Unfortunately, California's incentive program is still restrictive, available only to small individual systems, limited to a few million dollars per year. In round figures, for every dollar the utilities got from deregulation via the State and ratepayers, California spent less than a cent on supporting PVs. If the States, especially Arizona, California and New Mexico, commit to buying PVs by guaranteeing fair rates and tariffs, PV makers will meet the challenge and become a major economic factor in those States.
So what's the solution?
First, the Federal Government should make massive PV-cell and green-power buys. Successful programs include the GSA's 120 KW Suitland (MD) Federal Center (if President Bush looks out of his helicopter, between the White House and Andrews Air Force Base, he'll see it clearly). The Pentagon has identified 3,000 MW of diesel power that could be replaced by PVs. The government is a huge market both for hardware and electricity. If the Feds mandate PV or green power, the effects would be dramatic.
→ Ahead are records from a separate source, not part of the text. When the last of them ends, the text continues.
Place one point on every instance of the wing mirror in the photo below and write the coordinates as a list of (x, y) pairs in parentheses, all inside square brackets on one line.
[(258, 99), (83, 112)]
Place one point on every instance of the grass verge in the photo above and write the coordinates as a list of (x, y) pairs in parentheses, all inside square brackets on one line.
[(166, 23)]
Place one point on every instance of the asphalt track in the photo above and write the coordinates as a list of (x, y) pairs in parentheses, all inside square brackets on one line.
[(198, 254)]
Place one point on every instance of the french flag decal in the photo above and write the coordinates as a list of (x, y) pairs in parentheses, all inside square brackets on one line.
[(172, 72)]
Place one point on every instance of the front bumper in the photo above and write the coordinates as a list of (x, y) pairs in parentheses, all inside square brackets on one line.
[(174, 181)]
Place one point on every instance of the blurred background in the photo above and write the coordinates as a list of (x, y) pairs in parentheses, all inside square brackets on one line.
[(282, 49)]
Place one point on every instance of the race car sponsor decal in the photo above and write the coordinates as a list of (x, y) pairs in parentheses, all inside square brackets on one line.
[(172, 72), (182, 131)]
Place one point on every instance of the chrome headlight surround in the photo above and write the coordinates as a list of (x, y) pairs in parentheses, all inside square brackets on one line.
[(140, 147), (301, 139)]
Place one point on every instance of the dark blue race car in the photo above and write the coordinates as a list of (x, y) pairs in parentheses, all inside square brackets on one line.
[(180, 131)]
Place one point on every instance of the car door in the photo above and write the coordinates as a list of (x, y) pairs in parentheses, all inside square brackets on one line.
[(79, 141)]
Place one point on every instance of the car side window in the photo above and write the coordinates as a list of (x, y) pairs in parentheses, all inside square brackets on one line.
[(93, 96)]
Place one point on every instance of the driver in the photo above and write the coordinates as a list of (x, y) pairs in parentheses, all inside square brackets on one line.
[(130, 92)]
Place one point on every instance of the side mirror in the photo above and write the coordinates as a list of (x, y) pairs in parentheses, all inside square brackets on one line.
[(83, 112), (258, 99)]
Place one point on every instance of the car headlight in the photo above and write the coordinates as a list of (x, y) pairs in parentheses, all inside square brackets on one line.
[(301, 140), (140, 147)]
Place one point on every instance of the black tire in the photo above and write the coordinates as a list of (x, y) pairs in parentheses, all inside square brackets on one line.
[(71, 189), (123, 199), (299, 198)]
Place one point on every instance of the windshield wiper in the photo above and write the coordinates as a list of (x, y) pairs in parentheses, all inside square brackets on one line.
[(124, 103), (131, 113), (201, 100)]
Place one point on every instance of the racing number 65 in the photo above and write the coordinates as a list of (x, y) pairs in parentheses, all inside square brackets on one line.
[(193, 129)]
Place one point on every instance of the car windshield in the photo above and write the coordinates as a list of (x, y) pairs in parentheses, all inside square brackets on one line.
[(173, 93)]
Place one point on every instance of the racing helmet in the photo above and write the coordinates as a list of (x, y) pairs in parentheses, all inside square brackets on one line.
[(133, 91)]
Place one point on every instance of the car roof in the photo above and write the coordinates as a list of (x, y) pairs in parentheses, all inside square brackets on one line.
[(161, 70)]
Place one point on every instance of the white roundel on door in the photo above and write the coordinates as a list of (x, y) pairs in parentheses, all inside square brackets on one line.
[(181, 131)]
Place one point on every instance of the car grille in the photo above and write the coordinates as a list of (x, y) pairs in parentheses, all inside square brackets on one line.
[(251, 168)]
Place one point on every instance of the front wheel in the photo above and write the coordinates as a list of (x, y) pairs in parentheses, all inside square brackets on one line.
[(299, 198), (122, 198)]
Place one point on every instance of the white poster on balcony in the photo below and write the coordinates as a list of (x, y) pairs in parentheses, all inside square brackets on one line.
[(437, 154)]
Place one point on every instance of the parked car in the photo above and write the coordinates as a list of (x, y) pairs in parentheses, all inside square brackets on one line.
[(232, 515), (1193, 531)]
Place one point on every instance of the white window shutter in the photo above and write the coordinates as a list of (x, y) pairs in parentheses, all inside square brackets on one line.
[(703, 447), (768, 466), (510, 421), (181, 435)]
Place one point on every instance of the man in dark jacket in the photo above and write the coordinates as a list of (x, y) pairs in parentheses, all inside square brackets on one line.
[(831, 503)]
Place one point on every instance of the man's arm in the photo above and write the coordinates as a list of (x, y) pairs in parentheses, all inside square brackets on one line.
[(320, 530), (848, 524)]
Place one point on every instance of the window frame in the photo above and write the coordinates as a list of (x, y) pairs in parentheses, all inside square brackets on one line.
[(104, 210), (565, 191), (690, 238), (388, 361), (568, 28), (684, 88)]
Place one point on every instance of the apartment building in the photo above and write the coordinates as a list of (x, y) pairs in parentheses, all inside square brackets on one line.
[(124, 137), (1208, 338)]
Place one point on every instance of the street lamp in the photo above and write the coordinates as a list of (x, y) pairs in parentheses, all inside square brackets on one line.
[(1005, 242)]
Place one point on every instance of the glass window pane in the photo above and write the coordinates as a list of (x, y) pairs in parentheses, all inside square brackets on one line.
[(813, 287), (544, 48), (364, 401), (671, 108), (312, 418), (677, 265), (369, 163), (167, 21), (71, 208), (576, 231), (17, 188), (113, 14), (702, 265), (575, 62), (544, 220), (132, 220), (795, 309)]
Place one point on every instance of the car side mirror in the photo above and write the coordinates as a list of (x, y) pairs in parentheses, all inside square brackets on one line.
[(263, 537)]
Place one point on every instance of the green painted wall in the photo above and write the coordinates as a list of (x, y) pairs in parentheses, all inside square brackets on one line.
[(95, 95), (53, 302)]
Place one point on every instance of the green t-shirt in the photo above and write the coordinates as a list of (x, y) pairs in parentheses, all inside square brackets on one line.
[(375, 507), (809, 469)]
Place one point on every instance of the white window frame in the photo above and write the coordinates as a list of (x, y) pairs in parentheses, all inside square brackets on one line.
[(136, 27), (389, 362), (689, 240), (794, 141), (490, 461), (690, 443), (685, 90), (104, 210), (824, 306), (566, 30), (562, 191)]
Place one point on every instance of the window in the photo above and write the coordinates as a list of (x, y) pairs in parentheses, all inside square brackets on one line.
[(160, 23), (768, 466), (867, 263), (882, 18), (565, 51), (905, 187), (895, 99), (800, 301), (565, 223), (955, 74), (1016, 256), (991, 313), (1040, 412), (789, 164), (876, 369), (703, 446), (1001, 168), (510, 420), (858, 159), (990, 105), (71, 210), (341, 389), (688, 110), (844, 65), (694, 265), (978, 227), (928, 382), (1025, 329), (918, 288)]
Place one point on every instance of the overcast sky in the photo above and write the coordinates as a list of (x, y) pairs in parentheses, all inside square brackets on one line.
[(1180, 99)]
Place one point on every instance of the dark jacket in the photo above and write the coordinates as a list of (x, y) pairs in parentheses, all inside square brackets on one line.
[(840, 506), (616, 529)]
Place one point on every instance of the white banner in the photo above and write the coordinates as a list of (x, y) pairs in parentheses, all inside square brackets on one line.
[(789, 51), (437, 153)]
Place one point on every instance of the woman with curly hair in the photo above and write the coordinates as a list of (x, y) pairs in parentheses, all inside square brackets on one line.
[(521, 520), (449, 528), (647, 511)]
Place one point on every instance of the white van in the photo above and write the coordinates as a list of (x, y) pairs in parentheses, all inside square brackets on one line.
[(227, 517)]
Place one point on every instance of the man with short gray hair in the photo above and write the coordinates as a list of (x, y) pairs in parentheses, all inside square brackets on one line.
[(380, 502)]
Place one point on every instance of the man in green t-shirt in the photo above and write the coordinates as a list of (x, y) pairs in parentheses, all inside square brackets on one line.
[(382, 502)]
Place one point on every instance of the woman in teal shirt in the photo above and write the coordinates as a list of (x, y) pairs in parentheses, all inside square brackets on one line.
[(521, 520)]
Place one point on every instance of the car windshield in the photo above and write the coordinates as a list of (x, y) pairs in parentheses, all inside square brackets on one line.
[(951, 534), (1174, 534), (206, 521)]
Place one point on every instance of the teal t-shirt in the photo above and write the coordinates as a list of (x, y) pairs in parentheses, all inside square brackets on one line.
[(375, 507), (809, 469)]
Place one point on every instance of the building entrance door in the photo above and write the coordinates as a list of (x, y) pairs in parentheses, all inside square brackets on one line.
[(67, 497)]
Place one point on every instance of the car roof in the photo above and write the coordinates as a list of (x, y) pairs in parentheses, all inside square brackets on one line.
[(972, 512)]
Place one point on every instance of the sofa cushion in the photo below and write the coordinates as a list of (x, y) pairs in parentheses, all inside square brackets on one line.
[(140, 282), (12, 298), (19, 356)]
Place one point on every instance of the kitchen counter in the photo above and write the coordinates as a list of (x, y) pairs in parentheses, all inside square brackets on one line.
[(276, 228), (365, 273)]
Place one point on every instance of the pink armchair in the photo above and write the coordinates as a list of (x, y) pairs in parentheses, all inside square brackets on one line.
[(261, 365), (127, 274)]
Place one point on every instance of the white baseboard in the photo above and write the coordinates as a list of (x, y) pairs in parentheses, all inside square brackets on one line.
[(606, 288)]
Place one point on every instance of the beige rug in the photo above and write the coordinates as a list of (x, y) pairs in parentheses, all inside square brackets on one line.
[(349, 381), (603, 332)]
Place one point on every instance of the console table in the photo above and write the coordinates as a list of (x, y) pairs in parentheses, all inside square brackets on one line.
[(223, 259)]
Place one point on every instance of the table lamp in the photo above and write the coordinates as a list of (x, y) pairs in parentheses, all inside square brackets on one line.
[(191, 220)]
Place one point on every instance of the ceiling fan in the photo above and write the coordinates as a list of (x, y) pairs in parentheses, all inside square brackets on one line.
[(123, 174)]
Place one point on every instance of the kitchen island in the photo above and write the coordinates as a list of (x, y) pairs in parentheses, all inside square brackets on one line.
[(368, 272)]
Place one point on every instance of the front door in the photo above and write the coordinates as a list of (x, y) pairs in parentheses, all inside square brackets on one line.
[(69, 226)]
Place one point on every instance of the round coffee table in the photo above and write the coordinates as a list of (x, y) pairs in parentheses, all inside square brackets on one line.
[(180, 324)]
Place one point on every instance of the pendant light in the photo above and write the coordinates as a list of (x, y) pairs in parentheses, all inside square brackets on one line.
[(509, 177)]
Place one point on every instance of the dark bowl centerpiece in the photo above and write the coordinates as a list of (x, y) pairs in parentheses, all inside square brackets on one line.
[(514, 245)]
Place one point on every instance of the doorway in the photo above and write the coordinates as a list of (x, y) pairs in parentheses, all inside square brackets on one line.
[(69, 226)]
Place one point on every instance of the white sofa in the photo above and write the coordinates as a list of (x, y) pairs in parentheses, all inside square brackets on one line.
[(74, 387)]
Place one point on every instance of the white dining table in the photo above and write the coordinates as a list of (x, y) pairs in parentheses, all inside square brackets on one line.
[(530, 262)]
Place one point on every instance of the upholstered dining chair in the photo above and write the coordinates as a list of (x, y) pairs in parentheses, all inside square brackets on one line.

Second, State and Federal Goverment
legislation should allow true distributed power to compete on the
grid. Even the government has documented the sorry story of utility
behavior. See "Making Connections," Case Studies of Interconnection
Barriers and their impact on Distributed Power Projects, May 2000,
NREL/SR-200-28053. Implement the 10-point plan (see
www.distributed-generation.com/Library/Making_Connections.pdf for
the executive summary) on a State and Federal level. Result: PVs
will be produced and installed at a rate of thousands of MW/year,
cheaper than any hydrocarbon equivalent, paving the way for the next
step in the Point Reyes LIGHT National Energy Plan.